The most common dextrose concentration used was 10% dextrose, used in 83% in the SGLT2i group and 93% in the non-SGLT2i group. The two groups had no difference in the total dextrose amount or total IV fluid volume administered (Table 2). Higher mortality was observed with the SGLT2i group compared to the non-SGLT2i group (n = 3 [10%] vs. n = 0 [0%]; p = 0.04) in the setting of concurrent illnesses (bowel ischemia, metastatic breast cancer and stroke).
3.4. Complications of DKA Management
Hypoglycemia occurred less frequently in the SGLT2i group compared to the non-SGLT2i group but was not significantly different (13% vs. 23%; p = 0.521). There were no vascular complications, such as thrombophlebitis, even in those managed with 10% dextrose. Hypokalemia was common in both groups, but no arrhythmias related to hypokalemia occurred.

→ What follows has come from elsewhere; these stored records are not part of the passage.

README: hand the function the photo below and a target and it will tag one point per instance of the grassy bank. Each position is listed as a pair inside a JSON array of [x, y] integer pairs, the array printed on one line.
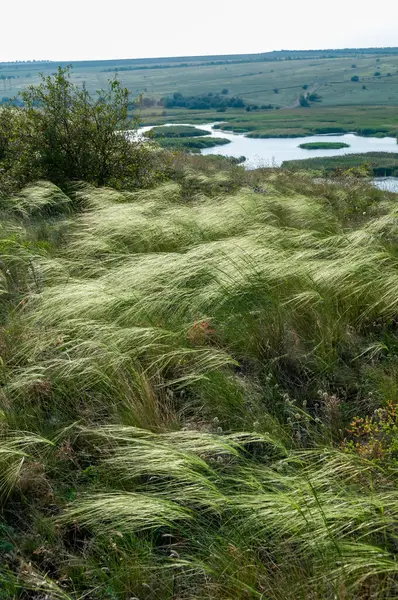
[[177, 131], [324, 145], [181, 371], [378, 164]]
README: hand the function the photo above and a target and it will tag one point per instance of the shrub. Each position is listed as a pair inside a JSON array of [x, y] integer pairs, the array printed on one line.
[[64, 134]]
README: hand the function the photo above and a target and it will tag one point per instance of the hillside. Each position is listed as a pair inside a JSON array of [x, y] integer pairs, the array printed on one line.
[[198, 369], [266, 80]]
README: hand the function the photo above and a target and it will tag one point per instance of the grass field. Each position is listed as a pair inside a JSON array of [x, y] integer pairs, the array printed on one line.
[[345, 105], [198, 368], [378, 164], [323, 145]]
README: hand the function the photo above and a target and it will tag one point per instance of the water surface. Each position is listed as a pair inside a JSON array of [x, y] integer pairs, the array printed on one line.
[[274, 151]]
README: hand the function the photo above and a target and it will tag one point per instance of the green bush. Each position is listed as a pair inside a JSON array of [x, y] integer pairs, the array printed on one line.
[[64, 134]]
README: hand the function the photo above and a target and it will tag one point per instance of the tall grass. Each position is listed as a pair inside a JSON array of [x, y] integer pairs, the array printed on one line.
[[179, 369]]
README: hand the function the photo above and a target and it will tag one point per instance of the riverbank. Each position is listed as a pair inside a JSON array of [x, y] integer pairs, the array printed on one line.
[[377, 164], [369, 121]]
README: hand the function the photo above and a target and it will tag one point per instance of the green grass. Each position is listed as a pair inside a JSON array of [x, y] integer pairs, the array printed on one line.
[[379, 164], [177, 131], [324, 145], [179, 369], [346, 106], [192, 144]]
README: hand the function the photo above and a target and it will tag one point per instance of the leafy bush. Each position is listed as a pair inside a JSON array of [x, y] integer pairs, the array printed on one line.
[[64, 134]]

3.5. Management Post DKA Resolution
Recurrent ketonemia occurred in over one-quarter of cases and was similar in both groups (Table 2). The recurrence of ketonemia was not correlated with ICU LOS (p = 0.58), diabetes duration (p = 0.34), initial biochemistry (glucose [p = 0.59], ketones [p = 0.97], pH [p = 0.74], bicarbonate [p = 0.17]), time to ketonemia resolution (p = 0.22), time to acidemia resolution (p = 0.27), total insulin dose (p = 0.95), c-peptide (p = 0.94), hemoglobin A1C (p = 0.57), or premorbid total daily insulin dose (p = 0.85). Greater total dextrose (233 [151–329] vs. 128 [75–221] g; p = 0.008) and IV fluid volume (7.5 [5.0–9.5] vs. 5.3 [3.0–6.7] L; p = 0.002) were observed in individuals with recurrent ketonemia compared to those without, reflective of the IV dextrose treatment following the recurrence of ketonemia. In the SGLT2i group, 21 (70%) were discharged with subcutaneous insulin, with 12 of them being new to insulin therapy. SGLT2i was ceased in all SGLT2i DKA and SGLT2i diabetic ketosis; however, consideration of recommencement was advised in those with identified and preventable precipitants and the ability to comprehend and follow SGLT2i action plans.
4. Discussion
Our results demonstrate for the first time that the greater prevalence of intercurrent illnesses is a potential explanation for the higher insulin requirement and longer ICU LOS observed in SGLT2i DKA compared to non-SGLT2i DKA. Inflammation is an important factor in the pathogenesis of insulin resistance in T2D [15], via pro-inflammatory cytokines in adipose tissue, skeletal muscle and liver [16]. Similarly, during infection and sepsis, insulin resistance is promoted in hepatocytes via interleukin (IL)-1beta, tumor necrosis factor and IL-6 and gluconeogenesis in the liver [17] via a systemic neuroendocrine response, including the release of cortisol, norepinephrine and epinephrine [18]. These processes theoretically affect all individuals with diabetes regardless of their underlying diabetes type. In other situations of physiological stress, such as myocardial infarction, acute insulin resistance has been demonstrated even in patients without diabetes [19]. The loss of statistical significance in total insulin dose between the SGLT2i and non-SGLT2i DKA cohorts with intercurrent illnesses, compared to the overall respective cohorts, was primarily driven by the increase in insulin requirements in the non-SGLT2i group with intercurrent illnesses. Our results suggest that even in younger and lean individuals with T1D, the effect of intercurrent illnesses such as infection and inflammation in insulin resistance is profound, thus requiring similar insulin requirement and ICU LOS as those with SGLT2i DKA, which typically represent the comorbid individuals with T2D and baseline insulin resistance precipitated by intercurrent illnesses. In contrast, the SGLT2i group showed only a minimal increase in insulin requirement in the setting of intercurrent illness, likely due to their baseline insulin-resistant state.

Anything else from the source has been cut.